The skull and crossbones in the Knights Templar

The skull and crossbones in the Knights Templar

Although the skull and crossbones are used to represent the certainty of death within Masonic teachings, it should also be known that it is a symbol widely used by the Knights Templar on their ships.

During the thirteenth century, the Knights Templar had the world’s biggest fleet and were a genuinely dominant force during the Crusades. The Knights were well known for specific acts on the high seas that would be fairly described as piracy in the centuries that followed, meaning in some respects they could be considered early adopters of the famous symbol of piracy.

This link is made by Masonic and Templar historians, who point to the Maltese knights who were well known for their acts of piracy at sea, and it is from this link that the use of the symbol can be traced within the Knights Templar.

Why is there a controversy surrounding the skull and crossbones use in Freemasonry?

It’s fair to say that the skull and crossbones as a Masonic symbol are unpopular with many brothers. Part of this is the fact that it doesn’t sit well due to its links with rampant criminality in the past, and many brothers believe it should be replaced or adapted.

This is an interesting viewpoint, and it’s understandable why some men don’t want to be associated with what the skull and crossbones once stood for.

But can we really apply such logic to other Masonic symbols? Just because we associate with a symbol and extract meaning from it, it doesn’t mean that we support actions that were carried out under the symbol in centuries gone by.

For example, if we look at the Eye of Providence as a key Masonic symbol, we know it has its roots in Ancient Egypt. Many historians believe the Eye of Providence was a symbol of royal power represented in the Eye of Horus.
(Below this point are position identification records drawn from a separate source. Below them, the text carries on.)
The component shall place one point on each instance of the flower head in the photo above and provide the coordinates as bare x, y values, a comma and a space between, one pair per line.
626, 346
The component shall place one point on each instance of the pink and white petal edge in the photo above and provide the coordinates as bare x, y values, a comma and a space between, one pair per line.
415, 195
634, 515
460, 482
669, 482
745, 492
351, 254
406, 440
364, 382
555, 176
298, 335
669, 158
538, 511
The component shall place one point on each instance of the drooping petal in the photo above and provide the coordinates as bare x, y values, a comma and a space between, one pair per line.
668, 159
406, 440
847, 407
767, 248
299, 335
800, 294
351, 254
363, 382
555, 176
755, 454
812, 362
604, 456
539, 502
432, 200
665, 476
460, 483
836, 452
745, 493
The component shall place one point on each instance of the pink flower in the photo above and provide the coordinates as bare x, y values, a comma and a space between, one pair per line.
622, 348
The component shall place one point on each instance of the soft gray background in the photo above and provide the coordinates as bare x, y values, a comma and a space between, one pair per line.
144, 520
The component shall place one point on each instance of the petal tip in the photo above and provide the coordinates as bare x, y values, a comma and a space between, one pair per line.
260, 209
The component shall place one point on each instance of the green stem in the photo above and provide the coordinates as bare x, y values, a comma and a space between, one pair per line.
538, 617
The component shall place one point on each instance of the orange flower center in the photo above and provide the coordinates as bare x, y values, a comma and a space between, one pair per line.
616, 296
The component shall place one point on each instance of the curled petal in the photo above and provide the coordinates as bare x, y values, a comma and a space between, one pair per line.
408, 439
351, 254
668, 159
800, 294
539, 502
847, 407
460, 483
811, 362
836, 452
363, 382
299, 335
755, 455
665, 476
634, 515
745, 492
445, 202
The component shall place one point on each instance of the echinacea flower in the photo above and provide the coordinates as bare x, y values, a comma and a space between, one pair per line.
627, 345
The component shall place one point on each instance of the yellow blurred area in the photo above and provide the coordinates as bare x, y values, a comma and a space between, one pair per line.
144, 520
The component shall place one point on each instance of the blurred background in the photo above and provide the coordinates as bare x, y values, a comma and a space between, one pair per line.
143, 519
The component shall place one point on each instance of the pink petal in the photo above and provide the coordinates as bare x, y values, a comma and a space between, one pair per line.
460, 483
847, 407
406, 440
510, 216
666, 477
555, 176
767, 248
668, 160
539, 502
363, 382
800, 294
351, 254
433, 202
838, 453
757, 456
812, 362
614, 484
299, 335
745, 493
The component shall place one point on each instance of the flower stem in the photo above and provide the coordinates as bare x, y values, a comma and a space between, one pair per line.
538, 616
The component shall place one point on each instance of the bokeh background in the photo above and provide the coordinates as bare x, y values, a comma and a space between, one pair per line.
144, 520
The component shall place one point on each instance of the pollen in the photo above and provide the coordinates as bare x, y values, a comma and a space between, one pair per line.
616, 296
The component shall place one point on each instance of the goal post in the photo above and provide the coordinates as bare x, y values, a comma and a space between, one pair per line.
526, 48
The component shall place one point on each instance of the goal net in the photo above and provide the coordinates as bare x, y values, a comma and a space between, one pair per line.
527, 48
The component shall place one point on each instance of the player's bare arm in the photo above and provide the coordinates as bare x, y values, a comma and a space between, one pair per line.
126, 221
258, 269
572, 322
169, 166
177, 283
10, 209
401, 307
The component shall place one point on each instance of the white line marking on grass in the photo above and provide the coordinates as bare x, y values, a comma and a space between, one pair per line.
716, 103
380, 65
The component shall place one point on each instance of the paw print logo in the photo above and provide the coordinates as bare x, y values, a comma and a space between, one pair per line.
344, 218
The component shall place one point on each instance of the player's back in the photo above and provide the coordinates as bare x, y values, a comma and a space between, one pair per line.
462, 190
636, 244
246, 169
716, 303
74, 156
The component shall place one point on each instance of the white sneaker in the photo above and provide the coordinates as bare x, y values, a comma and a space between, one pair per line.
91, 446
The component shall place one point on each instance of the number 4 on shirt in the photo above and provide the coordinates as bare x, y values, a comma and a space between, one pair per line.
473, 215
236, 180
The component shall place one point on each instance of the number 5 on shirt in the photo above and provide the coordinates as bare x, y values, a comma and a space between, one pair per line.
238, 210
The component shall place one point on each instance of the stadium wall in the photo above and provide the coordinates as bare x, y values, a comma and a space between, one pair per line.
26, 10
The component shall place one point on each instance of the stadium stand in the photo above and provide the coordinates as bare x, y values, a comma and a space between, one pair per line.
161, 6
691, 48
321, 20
It’s clear that we can extract meaning from the Eye as a symbol, particularly in the fact that the Grand Architect of the Universe is watching over everything we do. But equally, it doesn’t mean that Masons must agree with or believe in the Ancient Egyptian Gods’ existence.

The same must be valid for the skull and crossbones symbol. We must acknowledge that it has been used in a macabre and depressing way throughout history; it even appeared on specific Nazi uniforms during the heinous crimes committed in 1930s and 1940s Germany.
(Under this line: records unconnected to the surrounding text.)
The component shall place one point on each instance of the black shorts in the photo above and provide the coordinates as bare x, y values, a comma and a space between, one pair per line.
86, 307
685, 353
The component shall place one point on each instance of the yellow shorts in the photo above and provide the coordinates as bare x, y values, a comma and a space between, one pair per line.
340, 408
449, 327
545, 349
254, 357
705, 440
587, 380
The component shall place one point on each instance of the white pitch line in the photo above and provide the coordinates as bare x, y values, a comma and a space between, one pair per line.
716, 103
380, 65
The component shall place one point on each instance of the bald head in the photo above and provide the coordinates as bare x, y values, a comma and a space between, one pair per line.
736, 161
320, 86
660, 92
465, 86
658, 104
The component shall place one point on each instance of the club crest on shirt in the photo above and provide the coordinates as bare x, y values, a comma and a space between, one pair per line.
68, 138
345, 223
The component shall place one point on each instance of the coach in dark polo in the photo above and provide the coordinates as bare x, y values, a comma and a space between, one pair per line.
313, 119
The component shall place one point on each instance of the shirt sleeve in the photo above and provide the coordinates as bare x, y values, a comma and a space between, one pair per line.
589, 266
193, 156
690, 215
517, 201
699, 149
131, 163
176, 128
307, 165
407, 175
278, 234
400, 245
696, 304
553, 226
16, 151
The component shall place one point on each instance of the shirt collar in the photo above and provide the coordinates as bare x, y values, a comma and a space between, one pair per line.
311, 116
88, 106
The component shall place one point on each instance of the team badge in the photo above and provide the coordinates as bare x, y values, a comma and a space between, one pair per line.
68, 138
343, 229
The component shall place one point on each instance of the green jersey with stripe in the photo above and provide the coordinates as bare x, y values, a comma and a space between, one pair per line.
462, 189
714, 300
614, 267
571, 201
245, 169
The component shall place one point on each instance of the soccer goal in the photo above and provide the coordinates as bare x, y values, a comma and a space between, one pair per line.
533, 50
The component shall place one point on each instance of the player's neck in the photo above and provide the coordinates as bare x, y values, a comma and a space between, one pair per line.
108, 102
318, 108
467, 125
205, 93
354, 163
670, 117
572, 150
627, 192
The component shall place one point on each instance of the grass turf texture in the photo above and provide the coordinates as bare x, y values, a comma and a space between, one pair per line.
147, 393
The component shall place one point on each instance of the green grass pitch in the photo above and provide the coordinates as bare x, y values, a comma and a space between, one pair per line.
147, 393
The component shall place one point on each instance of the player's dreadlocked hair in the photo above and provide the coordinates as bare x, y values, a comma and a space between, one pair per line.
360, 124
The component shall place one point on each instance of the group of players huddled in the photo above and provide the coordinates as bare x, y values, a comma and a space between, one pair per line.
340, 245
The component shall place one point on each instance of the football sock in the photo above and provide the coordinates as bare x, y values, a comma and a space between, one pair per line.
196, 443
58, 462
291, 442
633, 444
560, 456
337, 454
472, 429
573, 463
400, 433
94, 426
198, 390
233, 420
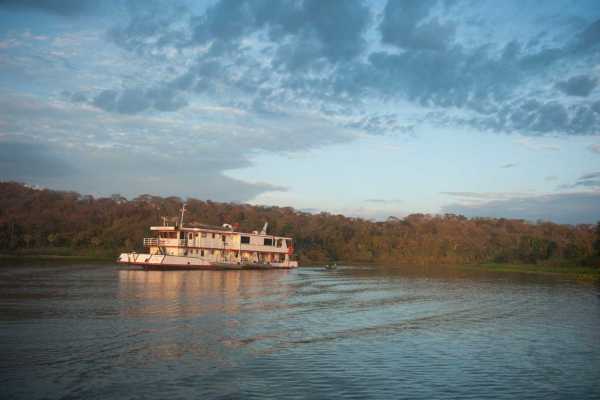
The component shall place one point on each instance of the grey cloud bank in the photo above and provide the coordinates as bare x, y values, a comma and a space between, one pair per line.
185, 93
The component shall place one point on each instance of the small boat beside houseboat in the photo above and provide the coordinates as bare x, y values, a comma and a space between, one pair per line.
211, 247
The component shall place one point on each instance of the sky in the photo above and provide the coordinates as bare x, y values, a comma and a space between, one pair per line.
366, 108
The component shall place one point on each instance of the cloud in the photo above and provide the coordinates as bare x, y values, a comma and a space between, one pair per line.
580, 85
26, 161
567, 208
188, 155
590, 180
406, 25
60, 7
477, 196
383, 201
270, 57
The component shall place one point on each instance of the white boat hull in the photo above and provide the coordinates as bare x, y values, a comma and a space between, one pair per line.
159, 261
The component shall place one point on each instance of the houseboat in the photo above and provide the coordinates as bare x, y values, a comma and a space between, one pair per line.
211, 247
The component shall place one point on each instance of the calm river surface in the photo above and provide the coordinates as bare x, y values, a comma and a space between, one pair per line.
97, 331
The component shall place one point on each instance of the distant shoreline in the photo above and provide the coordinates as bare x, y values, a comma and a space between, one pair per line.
571, 270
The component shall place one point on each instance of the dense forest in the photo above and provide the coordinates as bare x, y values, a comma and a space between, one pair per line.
56, 222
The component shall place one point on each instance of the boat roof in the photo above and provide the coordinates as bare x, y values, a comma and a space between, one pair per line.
215, 229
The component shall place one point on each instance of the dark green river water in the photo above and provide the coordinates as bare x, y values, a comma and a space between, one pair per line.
97, 331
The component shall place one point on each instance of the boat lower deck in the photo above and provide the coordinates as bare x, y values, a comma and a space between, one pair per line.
165, 262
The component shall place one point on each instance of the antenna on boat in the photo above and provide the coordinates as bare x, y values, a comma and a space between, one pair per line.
264, 229
182, 212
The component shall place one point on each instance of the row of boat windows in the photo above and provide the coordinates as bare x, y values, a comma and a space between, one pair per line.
243, 239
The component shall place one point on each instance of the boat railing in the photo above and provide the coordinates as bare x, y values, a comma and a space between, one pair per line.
164, 242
But it doesn’t mean that Freemasonry condones such violence that was exercised under the symbol of the skull and crossbones in the past. Far from it, actually. Symbols evolve over time and are adapted by organizations and countries to represent different things.
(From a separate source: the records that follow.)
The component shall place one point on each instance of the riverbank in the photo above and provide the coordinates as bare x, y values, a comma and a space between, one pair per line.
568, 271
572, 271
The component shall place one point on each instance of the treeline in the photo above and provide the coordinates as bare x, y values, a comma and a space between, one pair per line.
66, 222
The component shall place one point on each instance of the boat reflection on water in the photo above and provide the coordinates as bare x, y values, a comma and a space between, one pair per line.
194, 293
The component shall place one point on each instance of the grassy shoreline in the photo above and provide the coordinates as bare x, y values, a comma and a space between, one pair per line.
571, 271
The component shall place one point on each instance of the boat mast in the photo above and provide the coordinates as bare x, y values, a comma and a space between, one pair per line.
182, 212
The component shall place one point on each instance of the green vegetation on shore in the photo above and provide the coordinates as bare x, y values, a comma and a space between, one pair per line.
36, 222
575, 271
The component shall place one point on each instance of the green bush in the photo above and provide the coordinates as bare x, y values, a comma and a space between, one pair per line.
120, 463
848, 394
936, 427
The same is true in the case of the skull and crossbones within Freemasonry. If we acknowledge that above all else the skull and crossbones is a daily reminder to Masons of the certainty of death, then we can be satisfied that it is used to inspire brothers to lead their best possible life.

That being said, it’s important to recognize that some Masons remain unhappy with the use of the skull and crossbones by the Knights Templar, as they believe this is to close a connection to the criminal acts carried out by the Knights during the Crusades.

As far as the symbol of the skull and crossbones is concerned, it’s best to understand its broader meaning and not necessarily get too caught up on the finer historical details.

Conclusion: are the skull and crossbones an appropriate Masonic symbol?

The answer to this question is likely to be mixed. Some brothers will feel that the symbol is unnecessary and points to several dark chapters in global history. This sinister is something that Freemasonry should seek to avoid, as there are already numerous unfounded conspiracy theories laid at Freemasonry’s door.

On the other hand, brothers will believe that if understood as memento mori, the skull and crossbones is an important Masonic symbol and should be preserved. Reminded brothers about the certainty of death, and therefore the value of living a productive and virtuous life is undeniably beneficial.

From this viewpoint, the skull and crossbones are important symbols of Freemasonry, particularly when considered in its broadest sense.